Environmental groups frustrated with stalled Richmond Superfund site cleanup
on November 11, 2025
On the 37th day of the federal government shutdown, about two dozen Richmond residents and environmentalists met at Easter Hill United Methodist Church to discuss the cleanup of the United Heckathorn Superfund Site.
The Environmental Protection Agency is responsible for monitoring and decontaminating the site, which includes the Lauritzen Channel (pictured above) in Richmond’s Inner Harbor and an adjacent section of land. The federal government shutdown has delayed the development of an agency-approved cleanup plan. However, Richmond residents at last Thursday’s meeting said a lack of urgency and transparency around the cleanup is nothing new.
The EPA first attempted to remove the carcinogenic pesticides dieldrin and dichlorodiphenyltrichloroethane in the 1990s by dredging sediments from the channel and laying a concrete cap over the land portion to contain toxic substances, but a 2016 study showed that toxins remained in soil, sediments, water, and tissues of marine organisms, so the agency went back to the drawing board.
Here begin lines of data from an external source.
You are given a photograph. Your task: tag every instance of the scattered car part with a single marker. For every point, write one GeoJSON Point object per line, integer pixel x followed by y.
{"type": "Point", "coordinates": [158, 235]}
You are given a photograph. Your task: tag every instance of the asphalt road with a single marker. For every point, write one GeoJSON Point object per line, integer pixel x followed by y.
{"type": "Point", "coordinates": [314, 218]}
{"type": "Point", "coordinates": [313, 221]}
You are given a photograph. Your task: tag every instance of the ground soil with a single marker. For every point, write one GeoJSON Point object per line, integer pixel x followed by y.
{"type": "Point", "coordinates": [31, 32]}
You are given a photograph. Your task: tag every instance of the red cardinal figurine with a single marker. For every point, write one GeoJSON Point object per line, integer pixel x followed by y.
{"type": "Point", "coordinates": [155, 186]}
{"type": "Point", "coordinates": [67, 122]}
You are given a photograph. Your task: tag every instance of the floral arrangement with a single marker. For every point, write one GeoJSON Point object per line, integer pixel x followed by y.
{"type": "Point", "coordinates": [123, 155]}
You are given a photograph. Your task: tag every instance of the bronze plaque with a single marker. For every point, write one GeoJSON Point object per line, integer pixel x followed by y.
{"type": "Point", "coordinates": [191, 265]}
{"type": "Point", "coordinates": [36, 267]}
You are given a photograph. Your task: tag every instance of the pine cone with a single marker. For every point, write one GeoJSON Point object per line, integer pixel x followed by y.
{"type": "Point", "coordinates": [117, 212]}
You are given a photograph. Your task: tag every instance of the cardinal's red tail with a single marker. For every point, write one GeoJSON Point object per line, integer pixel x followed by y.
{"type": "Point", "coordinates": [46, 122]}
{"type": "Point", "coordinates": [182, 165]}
Early this year, the EPA launched a robust community consultation process and proposed a timeline for developing a second cleanup plan. It promised to lead six open community meetings and additional meetings with representatives from the environmental nonprofits Richmond Shoreline Alliance, SF Baykeeper and the Sierra Club. The EPA planned to release the plan for public feedback in early 2026.

At the first five meetings, EPA representatives shared information about the Superfund process and details about the site’s history, contaminants and resulting health risks. They told how the site was home to the United Heckathorn Chemical Co. from the mid-1940s to the mid-1960s. The company was one of several in the area that manufactured or shipped pesticides, including DDT, which the federal government banned in 1972, and dieldrin, which was banned the following decade. Both pose a plethora of health risks — from cancer and respiratory issues to damaged reproductive and nervous systems.
Last month, the EPA was supposed to hold the sixth and final community meeting about ridding those chemicals from the Lauritzen Channel, which feeds into the San Francisco Bay. But the meeting has been pushed back to January.
Feeling left out
An EPA spokesperson said the delay was agreed to by community partners, given the government shutdown. Environmentalists involved in these conversations said uncertainty over if and when EPA employees involved in the project would be furloughed during the shutdown was the deciding factor.
Residents and environmental groups said that they felt frozen out of meaningful dialogue even before the shutdown.
“The regulatory agency staff… are not telling us anything about the proposed cleanup plan, they are adamant,” said Janet Johnson, Richmond Shoreline Alliance coordinator.
This prompted RSA, the Sierra Club and SF Baykeeper to draw up a separate cleanup plan based on consultations with engineers, environmental scientists, former government workers and the community. They propose draining the Lauritzen Channel, then removing all contaminated soil, sediment, rocks and industrial debris.
More than two months after submitting the plan to the EPA, the coalition has received no response to the proposal. The agency told Richmond Confidential that the government now plans to release its plan in the first half of next year.
Without divulging the government’s plan, an EPA spokesperson stated in an email that “the EPA’s focus has been, and will continue to be, fulfilling the agency’s core mission of protecting human health and the environment by cleaning up the marine sediment area of the United Heckathorn site.”
The pace of the cleanup process has been a source of frustration for residents, who note that the neighborhoods nearest the site are low income and predominantly Black and Latinx communities.
“If it was another area, would it have been 30 years to take care of it? I don’t think so,” said Linda Whitmore, a Santa Fe neighborhood council member, at Thursday’s meeting.
Disposal remains a problem
Residents also raised concerns about where any contaminated material would be disposed of. When the channel was first dredged in the 1990s, Richmond journalist Vernon Whitmore followed the dredged material to a landfill in the Arizona desert. He said he was shocked to see the landfill bordered a Native American reservation.
“The dumpsite is dirty and dusty. The wind is plowing. That made me think, they’re breathing in all this toxic dust,” Whitmore said. “It was really sad.”
Toxic compounds like dieldrin and DDT never break down. Neither the earlier EPA plan nor the community’s proposed plan has a solution to the disposal problem.
Johnson, of the Shoreline Alliance, urged those in attendance at the meeting to keep pushing the cleanup process forward.
“Especially in light of the challenges posed by climate change and sea level rise, our community must advocate strongly for the complete removal of all contaminated materials,” she said. “This is not just an environmental issue. It’s about ensuring the health and safety of our community for generations to come.”